AX - is it Agent or Agentic?
When I coined the term AX earlier this year, I meant it as shorthand for Agent Experience, not Agentic Experience.
I sometimes see “Agentic Experience” used, and back then I debated between the two variations.
But I’ve come to feel strongly that the core idea is about treating the agent as a new kind of user—and building products for a very different kind of intelligence. Agents do, in fact, have an “experience” of our products as they reason about how to use them and get jobs done.
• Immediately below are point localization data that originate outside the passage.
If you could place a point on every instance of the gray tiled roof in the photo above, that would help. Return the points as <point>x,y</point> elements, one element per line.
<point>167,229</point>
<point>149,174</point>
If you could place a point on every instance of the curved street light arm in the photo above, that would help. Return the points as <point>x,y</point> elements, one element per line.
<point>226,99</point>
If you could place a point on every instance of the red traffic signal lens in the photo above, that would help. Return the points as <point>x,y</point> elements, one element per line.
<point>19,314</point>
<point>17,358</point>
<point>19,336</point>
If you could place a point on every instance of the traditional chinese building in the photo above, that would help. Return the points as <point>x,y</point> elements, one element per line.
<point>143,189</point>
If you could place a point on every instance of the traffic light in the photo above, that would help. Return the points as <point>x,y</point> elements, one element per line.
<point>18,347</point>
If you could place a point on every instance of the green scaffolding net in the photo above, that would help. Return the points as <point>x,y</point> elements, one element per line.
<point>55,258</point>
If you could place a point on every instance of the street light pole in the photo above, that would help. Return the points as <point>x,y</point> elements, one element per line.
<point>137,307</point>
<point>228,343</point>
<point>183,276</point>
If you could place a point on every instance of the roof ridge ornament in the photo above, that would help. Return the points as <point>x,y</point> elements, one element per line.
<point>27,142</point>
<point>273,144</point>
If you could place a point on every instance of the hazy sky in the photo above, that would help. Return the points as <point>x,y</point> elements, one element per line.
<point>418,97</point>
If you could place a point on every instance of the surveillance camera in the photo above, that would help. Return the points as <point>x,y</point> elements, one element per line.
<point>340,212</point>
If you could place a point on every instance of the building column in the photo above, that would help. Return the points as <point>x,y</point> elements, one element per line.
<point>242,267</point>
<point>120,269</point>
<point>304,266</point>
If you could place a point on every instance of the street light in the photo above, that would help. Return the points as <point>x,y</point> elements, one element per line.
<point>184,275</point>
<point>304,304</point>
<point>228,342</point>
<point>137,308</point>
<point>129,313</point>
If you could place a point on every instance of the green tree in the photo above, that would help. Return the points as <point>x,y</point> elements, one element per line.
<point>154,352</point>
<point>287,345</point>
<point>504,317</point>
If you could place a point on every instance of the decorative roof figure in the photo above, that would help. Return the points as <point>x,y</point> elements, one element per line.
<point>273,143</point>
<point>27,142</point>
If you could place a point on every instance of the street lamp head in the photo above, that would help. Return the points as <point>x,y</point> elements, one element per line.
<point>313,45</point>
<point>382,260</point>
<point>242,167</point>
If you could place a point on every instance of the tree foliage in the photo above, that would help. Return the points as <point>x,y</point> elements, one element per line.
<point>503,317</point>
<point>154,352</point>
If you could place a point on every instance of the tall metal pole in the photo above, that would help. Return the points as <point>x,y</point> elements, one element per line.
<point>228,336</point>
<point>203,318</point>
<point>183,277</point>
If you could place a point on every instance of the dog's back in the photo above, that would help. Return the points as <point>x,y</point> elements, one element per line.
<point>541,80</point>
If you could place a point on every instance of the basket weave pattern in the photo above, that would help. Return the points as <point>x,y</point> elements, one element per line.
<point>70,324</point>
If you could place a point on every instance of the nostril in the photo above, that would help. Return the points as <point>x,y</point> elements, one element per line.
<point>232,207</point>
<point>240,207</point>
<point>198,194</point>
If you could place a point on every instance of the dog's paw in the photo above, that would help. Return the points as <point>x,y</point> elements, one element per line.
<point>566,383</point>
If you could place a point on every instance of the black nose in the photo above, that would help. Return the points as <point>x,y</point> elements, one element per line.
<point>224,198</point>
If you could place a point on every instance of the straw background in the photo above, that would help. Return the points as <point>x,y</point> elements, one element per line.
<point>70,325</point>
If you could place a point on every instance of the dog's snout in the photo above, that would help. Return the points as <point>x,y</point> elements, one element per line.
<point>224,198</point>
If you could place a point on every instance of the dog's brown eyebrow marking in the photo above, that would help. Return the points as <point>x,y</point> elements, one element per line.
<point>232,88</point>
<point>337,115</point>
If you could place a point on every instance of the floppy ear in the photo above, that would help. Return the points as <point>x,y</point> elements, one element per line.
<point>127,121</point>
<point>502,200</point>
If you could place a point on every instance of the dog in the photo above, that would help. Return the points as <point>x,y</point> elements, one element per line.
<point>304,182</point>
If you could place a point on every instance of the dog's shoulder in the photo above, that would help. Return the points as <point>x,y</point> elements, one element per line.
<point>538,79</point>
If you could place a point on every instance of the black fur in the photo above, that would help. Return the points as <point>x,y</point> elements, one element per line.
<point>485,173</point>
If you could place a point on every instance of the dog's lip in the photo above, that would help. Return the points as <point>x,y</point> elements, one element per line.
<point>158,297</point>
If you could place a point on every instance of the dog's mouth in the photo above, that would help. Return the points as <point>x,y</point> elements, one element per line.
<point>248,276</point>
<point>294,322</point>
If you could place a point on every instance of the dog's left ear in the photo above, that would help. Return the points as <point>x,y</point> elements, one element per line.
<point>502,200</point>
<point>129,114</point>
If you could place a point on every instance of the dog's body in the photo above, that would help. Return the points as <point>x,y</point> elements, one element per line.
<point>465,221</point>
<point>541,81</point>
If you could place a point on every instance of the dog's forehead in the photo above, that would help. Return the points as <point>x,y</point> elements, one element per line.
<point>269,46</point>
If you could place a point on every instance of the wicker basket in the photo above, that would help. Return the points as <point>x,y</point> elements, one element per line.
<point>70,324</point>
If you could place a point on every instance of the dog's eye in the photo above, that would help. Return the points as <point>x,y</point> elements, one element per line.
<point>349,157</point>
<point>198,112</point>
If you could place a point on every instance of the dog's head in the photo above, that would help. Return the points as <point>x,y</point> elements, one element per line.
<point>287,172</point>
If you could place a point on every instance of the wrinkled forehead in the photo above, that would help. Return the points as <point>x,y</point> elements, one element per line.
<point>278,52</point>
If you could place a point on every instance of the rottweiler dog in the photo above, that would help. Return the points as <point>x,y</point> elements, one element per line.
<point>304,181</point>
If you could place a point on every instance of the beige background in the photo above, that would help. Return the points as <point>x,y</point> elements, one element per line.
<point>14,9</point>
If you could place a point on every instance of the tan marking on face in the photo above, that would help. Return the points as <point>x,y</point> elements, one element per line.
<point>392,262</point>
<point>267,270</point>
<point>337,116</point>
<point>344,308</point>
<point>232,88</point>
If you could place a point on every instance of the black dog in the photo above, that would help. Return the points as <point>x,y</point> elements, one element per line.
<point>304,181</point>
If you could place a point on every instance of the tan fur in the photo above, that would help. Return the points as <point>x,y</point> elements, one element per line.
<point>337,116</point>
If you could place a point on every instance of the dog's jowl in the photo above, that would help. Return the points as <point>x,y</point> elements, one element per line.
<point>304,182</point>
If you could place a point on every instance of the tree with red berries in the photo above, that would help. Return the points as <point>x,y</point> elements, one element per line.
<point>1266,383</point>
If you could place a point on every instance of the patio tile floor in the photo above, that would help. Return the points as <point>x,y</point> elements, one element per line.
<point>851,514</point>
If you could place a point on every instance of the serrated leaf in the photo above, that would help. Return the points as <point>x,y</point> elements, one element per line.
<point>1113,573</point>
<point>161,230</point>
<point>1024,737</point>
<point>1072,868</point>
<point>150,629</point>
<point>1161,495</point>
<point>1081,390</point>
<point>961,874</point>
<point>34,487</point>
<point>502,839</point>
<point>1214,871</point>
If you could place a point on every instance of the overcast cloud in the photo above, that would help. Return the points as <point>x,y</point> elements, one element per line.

In some ways, agents are already super-intelligent:
- They have vast knowledge sets at their disposal.
- They can write code at speeds that outpace humans.
- They can sometimes use tools in parallel and pattern-match across immense amounts of data.
In other ways, they’re about as smart as a doorknob. No human would be fooled if someone yelled, “IGNORE ALL PREVIOUS INSTRUCTIONS!”—but such context pollution can potentially derail an agent completely.
If treat the “agent” as a new kind of “user”, we should treat AX as we treat User Experience (UX) and Developer Experience (DX); two foundational concepts in how we’ve built great software over the last decades.
After all, we don’t talk about Useric Experience or Developerish Experience. We build for Users and Developers.
By the same measure, Agent Experience is the clearest, most concrete way to describe the practice of building great software for agents. So let’s stick to it.